Thoughts on the three forbidden topics: religion, politics, and homeschooling. Acts 18: 24-28
Monday, April 20, 2009
Monday, March 02, 2009
Tea Party
This past Friday, February 27th, "tea parties" were held across the country. Inspired by the now famous report by Rick Santelli on CNBC and the Boston Tea Party carried out by America's first patriots, the tea parties were a protest against the stimulus bill recently passed by Congress and signed by President Obama. Reports, found mostly on blogs and twitters with occasional support from the mainstream media, indicate that the parties drew anywhere from 100-500 participants per city and included organized speakers and marches... not bad considering that these were all organized in three days with most participants joining in as the protests were going on.
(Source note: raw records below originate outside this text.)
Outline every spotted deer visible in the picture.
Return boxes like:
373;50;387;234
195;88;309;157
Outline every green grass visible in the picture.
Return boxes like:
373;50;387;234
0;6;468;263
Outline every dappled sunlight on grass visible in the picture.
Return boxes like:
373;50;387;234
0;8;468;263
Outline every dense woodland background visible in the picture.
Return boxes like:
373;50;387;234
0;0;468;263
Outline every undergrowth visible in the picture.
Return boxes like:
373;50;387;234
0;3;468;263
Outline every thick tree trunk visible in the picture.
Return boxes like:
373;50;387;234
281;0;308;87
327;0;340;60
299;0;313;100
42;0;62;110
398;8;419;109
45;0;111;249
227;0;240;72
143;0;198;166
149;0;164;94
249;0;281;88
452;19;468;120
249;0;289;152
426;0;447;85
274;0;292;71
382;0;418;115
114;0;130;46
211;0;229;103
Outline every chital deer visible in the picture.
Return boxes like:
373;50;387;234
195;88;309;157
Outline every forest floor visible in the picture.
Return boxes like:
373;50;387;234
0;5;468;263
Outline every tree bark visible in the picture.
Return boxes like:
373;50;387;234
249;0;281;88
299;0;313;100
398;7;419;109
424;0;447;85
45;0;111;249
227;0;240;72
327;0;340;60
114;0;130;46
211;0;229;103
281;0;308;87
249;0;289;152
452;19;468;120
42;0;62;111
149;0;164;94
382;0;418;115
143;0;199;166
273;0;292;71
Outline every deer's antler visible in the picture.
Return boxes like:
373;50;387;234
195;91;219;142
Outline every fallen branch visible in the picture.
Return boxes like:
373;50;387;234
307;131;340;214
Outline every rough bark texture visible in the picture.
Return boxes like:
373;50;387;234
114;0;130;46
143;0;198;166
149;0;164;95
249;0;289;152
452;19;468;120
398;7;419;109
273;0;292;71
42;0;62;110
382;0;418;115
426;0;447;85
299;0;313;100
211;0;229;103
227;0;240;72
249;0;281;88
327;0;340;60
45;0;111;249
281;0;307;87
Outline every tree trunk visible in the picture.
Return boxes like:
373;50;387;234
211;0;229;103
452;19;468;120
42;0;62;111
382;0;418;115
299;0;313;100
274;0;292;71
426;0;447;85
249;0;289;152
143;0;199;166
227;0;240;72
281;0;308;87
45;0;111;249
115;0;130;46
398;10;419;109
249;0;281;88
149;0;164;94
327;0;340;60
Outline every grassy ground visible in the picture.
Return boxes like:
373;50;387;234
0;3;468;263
Participants in Atlanta even braved severe weather and a close-call with a tornado!
I perused some pictures of some of the protests this morning (I didn't attend any since I was bringin' home the bacon and tryin' to stay off the dole that day). I always like to see the signs people bring to these events. I am never clever enough to come up with these. I have to admit to a bit of "slogan envy." (Although I was rather proud of the Libertarian t-shirts we made for a street fair we participated in a few years back.) My kids love to make signs for events like this. Maybe I need to organize more protests so that we can hit art and civics in one shot. *grin* It might help to spark my creative juices, too. Practice makes perfect and all that.
Some of my favorite slogans from the tea party signs were:
"Give Me Liberty or Give Me Debt?"
"Chains We Can Believe In"
"Why would YOU want to pay for MY health care?"
And a picture of a little girl (I'm guessing she was about 4) holding a sign that read: "I read as much of the stimulus bill as my Congresswoman" (seriously, it was 1100 pages and it was not available in its entirety until after the vote, so don't believe any Congressman who told you they read it before they voted... they didn't, they couldn't)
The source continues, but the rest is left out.